Department of Neonatology, Dr. Sami Ulus Maternity and Children Research and Training Hospital, University of Health Sciences, Ankara,Turkey.
Department of Neonatology, Republic of Turkey Ministry of Health, Ankara City Hospital, Ankara,Turkey.
Comb Chem High Throughput Screen. 2021;24(8):1243-1250. doi: 10.2174/1386207323666200915092012.
BACKGROUND/AIM: This study aimed to ascertain the effects of astaxanthin on the lungs of rat pups with bronchopulmonary dysplasia (BPD) induced by hyperoxia and lipopolysaccharide (LPS).
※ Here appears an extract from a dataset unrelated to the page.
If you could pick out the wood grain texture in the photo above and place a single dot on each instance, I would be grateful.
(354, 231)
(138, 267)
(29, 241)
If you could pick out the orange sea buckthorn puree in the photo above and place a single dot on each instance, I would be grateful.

Forty-two newborn Wistar rats, born to spontaneous pregnant rats, were divided into three groups: Hyperoxia (95% O2) + lipopolysaccharide (LPS) group, hyperoxia + LPS + astaxhantin group, and control: no treatment group (21% O2). Pups in the hyperoxia + LPS + astaxanthin group were given 100 mg/kg/day oral astaxanthin from the first day to the fifth day. Histopathologic and biochemical evaluations, including glutathione (GSH), total anti-oxidant status (TAS), total oxidant status (TOS), lipid hydroperoxide (LPO), 8-hydroxydeoxyguanosine (8-OHdG), advanced oxidation protein products (AOPP), myeloperoxidase (MPO), total thiol, tumor necrosis factor-alpha (TNF-α), interleukin 1 beta (IL-1β), and caspase-3 activities, were performed.
Better survival rates and weight gain were demonstrated in the hyperoxia + LPS + astaxanthin group (p <0.001). In the histopathologic evaluation, the severity of lung damage was significantly reduced in the hyperoxia+LPS+astaxanthin group, as well as decreased apoptosis (ELİSA for caspase-3) (p <0.001). The biochemical analyses of lung tissues showed that TAS, GSH, and Total thiol levels were significantly higher in the astaxanthin treated group compared to the hyperoxia + LPS group (p <0.05) while TOS, AOPP, LPO, 8-OHdG, MPO levels were significantly lower (p <0.001). In addition, unlike the hyperoxia + LPS group, TNF-α and IL-1β levels in lung tissue were significantly lower in the astaxanthin-treated group (p <0.001).
Astaxanthin was shown to reduce lung damage caused by inflammation and hyperoxia with its anti-inflammatory, anti-oxidant, anti-apoptotic properties, and to protect the lung from severe destruction.
背景/目的:本研究旨在确定虾青素对高氧和脂多糖(LPS)诱导的支气管肺发育不良(BPD)大鼠肺的作用。
42 只新生 Wistar 大鼠,来自自发性妊娠大鼠,分为三组:高氧(95% O2)+脂多糖(LPS)组、高氧+LPS+虾青素组和对照组:无治疗组(21% O2)。高氧+LPS+虾青素组的幼仔从第一天到第五天每天给予 100mg/kg 口服虾青素。进行组织病理学和生化评估,包括谷胱甘肽(GSH)、总抗氧化状态(TAS)、总氧化状态(TOS)、脂质过氧化物(LPO)、8-羟基脱氧鸟苷(8-OHdG)、高级氧化蛋白产物(AOPP)、髓过氧化物酶(MPO)、总巯基、肿瘤坏死因子-α(TNF-α)、白细胞介素 1β(IL-1β)和 caspase-3 活性。
高氧+LPS+虾青素组的存活率和体重增加率均较高(p<0.001)。在组织病理学评估中,高氧+LPS+虾青素组的肺损伤严重程度明显减轻,凋亡减少(ELISA 法检测 caspase-3)(p<0.001)。肺组织的生化分析表明,与高氧+LPS 组相比,虾青素治疗组的 TAS、GSH 和总巯基水平显著升高(p<0.05),而 TOS、AOPP、LPO、8-OHdG 和 MPO 水平显著降低(p<0.001)。此外,与高氧+LPS 组相比,虾青素治疗组肺组织中的 TNF-α和 IL-1β水平显著降低(p<0.001)。
虾青素具有抗炎、抗氧化、抗凋亡作用,可减轻炎症和高氧引起的肺损伤,保护肺免受严重破坏。